The wires are big. I do not have the plow prep. How wold i run them through the filter? drill a hole?


----------



## deere615 (Jun 1, 2007)

Dont know how big wires could be for a light but I have 6 going into the top of my 3rd brake light for my responder and 4 going through the bottom for cargo lights. You can notch the brake light some also, then just reseal it this is the easiest way to wire in a light on the roof if your not drilling a hole in the roof. I would go though vents but thats me. Heres a pic of my half ton not 2500hd but the hole is close to the same area if not the same spot.


----------



## dj89 (Oct 16, 2008)

There is two 8 gauge wires with like 14 gauge, for power to the battery, Than Another wire ith 3 14 gauge.... I think i will run them through the vent.


----------



## KL&M Snow Div. (Jan 2, 2009)

The vent is probably best for that amount of wire.


----------



## Burkartsplow (Nov 1, 2007)

There are two knockouts in the back corners of the cab. Look under the cab and you will see them. You will have to pull up the floor mat or carpeting from the corner to have full access to them(very simple). Take a hammer and they pop right out. I have 5 wires running through both of mine for all my lights and salter with that plastic sheeting around them. You will have plenty of room with them. It is a pain to try and go through the vents. Good Luck.


----------



## dj89 (Oct 16, 2008)

Burkartsplow;899026 said:


> There are two knockouts in the back corners of the cab. Look under the cab and you will see them. You will have to pull up the floor mat or carpeting from the corner to have full access to them(very simple). Take a hammer and they pop right out. I have 5 wires running through both of mine for all my lights and salter with that plastic sheeting around them. You will have plenty of room with them. It is a pain to try and go through the vents. Good Luck.


Sweet that what i was looking for thanks a bunch. Did you just drill a hole in thm and run the wires through?


----------



## EGLC (Nov 8, 2007)

Burkartsplow;899026 said:


> There are two knockouts in the back corners of the cab. Look under the cab and you will see them. You will have to pull up the floor mat or carpeting from the corner to have full access to them(very simple). Take a hammer and they pop right out. I have 5 wires running through both of mine for all my lights and salter with that plastic sheeting around them. You will have plenty of room with them. It is a pain to try and go through the vents. Good Luck.


yep you can do that or even better you do this.....much better place "imo" more weather proof

this is right where the floor of the cab comes up for the rear seat


----------



## deere615 (Jun 1, 2007)

Burkartsplow;899026 said:


> There are two knockouts in the back corners of the cab. Look under the cab and you will see them. You will have to pull up the floor mat or carpeting from the corner to have full access to them(very simple). Take a hammer and they pop right out. I have 5 wires running through both of mine for all my lights and salter with that plastic sheeting around them. You will have plenty of room with them. It is a pain to try and go through the vents. Good Luck.

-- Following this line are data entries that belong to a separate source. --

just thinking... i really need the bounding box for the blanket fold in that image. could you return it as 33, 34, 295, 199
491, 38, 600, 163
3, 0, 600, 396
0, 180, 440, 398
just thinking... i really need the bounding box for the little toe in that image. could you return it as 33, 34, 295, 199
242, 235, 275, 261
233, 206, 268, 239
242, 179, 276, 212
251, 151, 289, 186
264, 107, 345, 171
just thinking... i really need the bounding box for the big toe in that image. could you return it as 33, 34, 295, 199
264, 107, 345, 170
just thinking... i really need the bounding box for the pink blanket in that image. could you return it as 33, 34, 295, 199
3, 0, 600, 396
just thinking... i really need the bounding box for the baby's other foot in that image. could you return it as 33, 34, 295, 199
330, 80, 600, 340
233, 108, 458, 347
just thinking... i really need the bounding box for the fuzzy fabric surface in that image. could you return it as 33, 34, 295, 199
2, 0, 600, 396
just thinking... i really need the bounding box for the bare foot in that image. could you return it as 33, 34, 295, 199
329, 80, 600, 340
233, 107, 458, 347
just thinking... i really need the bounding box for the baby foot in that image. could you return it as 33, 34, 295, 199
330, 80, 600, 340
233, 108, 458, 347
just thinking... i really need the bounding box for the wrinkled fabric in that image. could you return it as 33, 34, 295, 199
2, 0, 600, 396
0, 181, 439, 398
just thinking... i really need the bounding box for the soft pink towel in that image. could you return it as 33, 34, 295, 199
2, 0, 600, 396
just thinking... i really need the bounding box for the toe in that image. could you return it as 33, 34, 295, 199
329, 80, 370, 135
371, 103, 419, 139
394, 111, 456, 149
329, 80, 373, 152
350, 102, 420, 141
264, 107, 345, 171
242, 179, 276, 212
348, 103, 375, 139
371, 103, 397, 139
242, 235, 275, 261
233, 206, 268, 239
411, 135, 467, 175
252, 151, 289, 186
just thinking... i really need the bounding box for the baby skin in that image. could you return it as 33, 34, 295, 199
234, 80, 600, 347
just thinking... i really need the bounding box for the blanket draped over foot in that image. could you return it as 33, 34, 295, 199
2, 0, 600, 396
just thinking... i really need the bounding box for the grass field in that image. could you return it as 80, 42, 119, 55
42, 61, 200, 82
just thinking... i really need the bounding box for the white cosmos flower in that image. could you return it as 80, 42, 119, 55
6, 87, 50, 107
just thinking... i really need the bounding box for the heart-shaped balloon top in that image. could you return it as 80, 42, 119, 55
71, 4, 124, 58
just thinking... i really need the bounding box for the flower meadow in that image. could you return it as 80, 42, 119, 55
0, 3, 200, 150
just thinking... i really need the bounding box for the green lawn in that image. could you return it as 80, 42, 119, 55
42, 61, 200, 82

yeah I forgot about that spot also but I never ran wires through there on mine


----------



## BoyneCityGuy (May 7, 2009)

The vent really isnt too difficult, just have to have a little patience, and a second set of hands goes a long ways. usually you can pop the vent out with a screwdriver, run the wires thru the plastic piece then into the cab, either run a fish tape from inside to pull them out thru the hole in the back padding, or have someone with long skinny arms go from the inside and pull the wires into the cab, snap the vent back on, and you are done. on my new truck i did a cb wire thru each side without removing the vent, alone...what a PITA...but really a great place for getting wires in and out! Good Luck!


----------



## Burkartsplow (Nov 1, 2007)

dj89;899093 said:


> Sweet that what i was looking for thanks a bunch. Did you just drill a hole in thm and run the wires through?

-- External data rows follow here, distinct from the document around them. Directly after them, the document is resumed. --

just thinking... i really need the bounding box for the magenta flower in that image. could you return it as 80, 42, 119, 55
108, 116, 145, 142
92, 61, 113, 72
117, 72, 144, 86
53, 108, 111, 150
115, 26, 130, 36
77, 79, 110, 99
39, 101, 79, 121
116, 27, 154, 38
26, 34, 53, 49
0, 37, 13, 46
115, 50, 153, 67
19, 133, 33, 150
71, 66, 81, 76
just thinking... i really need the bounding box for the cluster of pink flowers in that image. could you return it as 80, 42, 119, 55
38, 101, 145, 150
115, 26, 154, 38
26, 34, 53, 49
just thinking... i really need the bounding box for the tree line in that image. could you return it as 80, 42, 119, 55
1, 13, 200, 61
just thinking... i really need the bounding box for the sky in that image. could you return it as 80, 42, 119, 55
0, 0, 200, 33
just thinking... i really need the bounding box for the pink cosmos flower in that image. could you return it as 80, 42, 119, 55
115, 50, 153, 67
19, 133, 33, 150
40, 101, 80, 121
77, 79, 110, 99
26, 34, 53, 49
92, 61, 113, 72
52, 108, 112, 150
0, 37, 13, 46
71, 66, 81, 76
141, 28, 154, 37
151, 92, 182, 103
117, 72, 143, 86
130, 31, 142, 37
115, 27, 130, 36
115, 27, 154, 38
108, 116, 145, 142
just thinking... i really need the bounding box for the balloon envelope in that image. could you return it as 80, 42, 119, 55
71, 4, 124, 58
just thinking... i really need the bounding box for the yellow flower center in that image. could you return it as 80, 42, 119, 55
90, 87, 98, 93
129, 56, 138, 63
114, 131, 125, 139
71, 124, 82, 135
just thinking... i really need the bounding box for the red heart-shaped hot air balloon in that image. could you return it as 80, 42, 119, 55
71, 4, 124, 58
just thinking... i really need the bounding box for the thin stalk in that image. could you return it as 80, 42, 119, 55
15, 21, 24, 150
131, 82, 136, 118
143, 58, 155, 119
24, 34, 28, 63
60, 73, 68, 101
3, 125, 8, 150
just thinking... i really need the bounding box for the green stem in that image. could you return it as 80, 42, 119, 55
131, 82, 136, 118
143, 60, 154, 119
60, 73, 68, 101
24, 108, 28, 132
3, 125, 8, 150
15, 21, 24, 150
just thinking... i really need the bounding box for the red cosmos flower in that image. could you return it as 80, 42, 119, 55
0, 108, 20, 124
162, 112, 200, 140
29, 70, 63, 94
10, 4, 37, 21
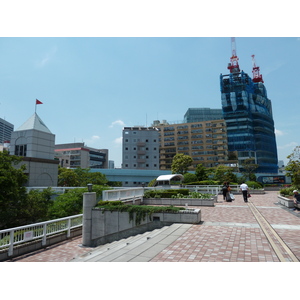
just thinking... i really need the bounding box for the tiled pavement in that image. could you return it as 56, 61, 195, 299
7, 191, 300, 262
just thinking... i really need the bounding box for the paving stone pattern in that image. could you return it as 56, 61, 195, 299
8, 191, 300, 262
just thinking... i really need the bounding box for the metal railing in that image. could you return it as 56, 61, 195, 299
0, 214, 83, 257
102, 187, 144, 202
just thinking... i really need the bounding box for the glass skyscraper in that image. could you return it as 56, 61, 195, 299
220, 71, 278, 173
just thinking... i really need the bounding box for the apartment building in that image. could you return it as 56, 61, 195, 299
122, 127, 160, 170
153, 119, 228, 170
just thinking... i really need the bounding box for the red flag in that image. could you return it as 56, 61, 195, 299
36, 99, 43, 105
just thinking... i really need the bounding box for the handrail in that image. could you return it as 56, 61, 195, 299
0, 214, 83, 257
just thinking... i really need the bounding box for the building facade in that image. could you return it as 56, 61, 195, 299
55, 143, 109, 169
220, 71, 278, 173
0, 117, 14, 144
122, 127, 160, 170
184, 108, 223, 123
154, 119, 228, 170
9, 113, 59, 186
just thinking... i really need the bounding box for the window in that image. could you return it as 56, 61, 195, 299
15, 144, 27, 156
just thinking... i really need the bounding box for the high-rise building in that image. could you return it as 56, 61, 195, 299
0, 118, 14, 144
220, 39, 278, 173
154, 119, 228, 170
122, 127, 160, 169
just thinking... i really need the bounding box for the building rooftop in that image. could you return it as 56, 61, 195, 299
16, 113, 52, 134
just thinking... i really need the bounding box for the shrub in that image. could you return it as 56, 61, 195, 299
246, 181, 263, 189
280, 186, 295, 197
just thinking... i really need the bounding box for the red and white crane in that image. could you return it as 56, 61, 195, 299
227, 37, 240, 73
251, 54, 264, 83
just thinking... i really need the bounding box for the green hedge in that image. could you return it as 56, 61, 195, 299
144, 189, 190, 198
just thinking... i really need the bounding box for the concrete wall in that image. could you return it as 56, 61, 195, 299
143, 196, 217, 207
85, 209, 201, 247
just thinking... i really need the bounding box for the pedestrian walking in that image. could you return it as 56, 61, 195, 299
240, 181, 249, 202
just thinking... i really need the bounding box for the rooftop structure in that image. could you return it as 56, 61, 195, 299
184, 108, 223, 123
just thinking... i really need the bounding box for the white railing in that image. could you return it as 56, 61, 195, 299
102, 187, 144, 202
0, 214, 83, 257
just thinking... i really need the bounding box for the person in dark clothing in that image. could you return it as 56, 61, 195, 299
293, 190, 300, 211
222, 182, 228, 201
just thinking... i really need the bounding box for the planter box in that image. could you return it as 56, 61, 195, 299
143, 196, 216, 207
277, 195, 295, 208
85, 208, 201, 247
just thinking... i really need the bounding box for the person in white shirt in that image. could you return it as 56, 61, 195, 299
240, 182, 249, 202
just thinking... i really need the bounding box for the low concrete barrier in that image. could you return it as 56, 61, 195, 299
143, 196, 217, 207
277, 195, 300, 208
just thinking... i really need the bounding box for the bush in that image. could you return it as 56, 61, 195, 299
144, 189, 190, 198
246, 181, 263, 189
185, 180, 219, 186
280, 186, 295, 197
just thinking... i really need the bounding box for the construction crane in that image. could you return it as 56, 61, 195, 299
251, 54, 264, 83
227, 37, 240, 73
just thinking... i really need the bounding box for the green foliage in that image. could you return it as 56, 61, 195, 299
144, 189, 190, 198
195, 164, 209, 181
245, 181, 263, 189
148, 178, 157, 187
73, 168, 108, 186
183, 173, 198, 184
240, 158, 259, 181
0, 150, 28, 229
58, 167, 80, 187
279, 186, 295, 197
48, 185, 111, 219
184, 180, 219, 186
24, 188, 54, 223
171, 153, 193, 174
143, 189, 213, 199
96, 201, 185, 225
211, 165, 237, 184
285, 146, 300, 188
58, 167, 108, 187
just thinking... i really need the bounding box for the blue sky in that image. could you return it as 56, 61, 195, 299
1, 37, 299, 167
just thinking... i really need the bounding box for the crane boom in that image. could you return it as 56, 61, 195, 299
227, 37, 240, 73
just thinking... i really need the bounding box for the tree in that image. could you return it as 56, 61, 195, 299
285, 146, 300, 188
171, 153, 193, 174
212, 165, 237, 184
183, 172, 198, 184
0, 150, 28, 229
58, 167, 80, 187
23, 188, 54, 223
195, 164, 209, 181
74, 168, 108, 186
240, 158, 259, 181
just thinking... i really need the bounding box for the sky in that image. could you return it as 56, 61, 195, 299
0, 2, 300, 169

No they just pop out. they are made for this exact application.


----------



## dj89 (Oct 16, 2008)

Do i need to get a rubber grommet?


----------



## tuna (Nov 2, 2002)

EGLC;899235 said:


> yep you can do that or even better you do this.....much better place "imo" more weather proof
> 
> this is right where the floor of the cab comes up for the rear seat


You could use a manicure.:laughing:


----------



## Burkartsplow (Nov 1, 2007)

dj89;900764 said:


> Do i need to get a rubber grommet?


you can but where they are at you should not get any type of moisture in the cab. I mean I run with my window open all night long so i get snow inside all the time, but never any by the two knockouts.


----------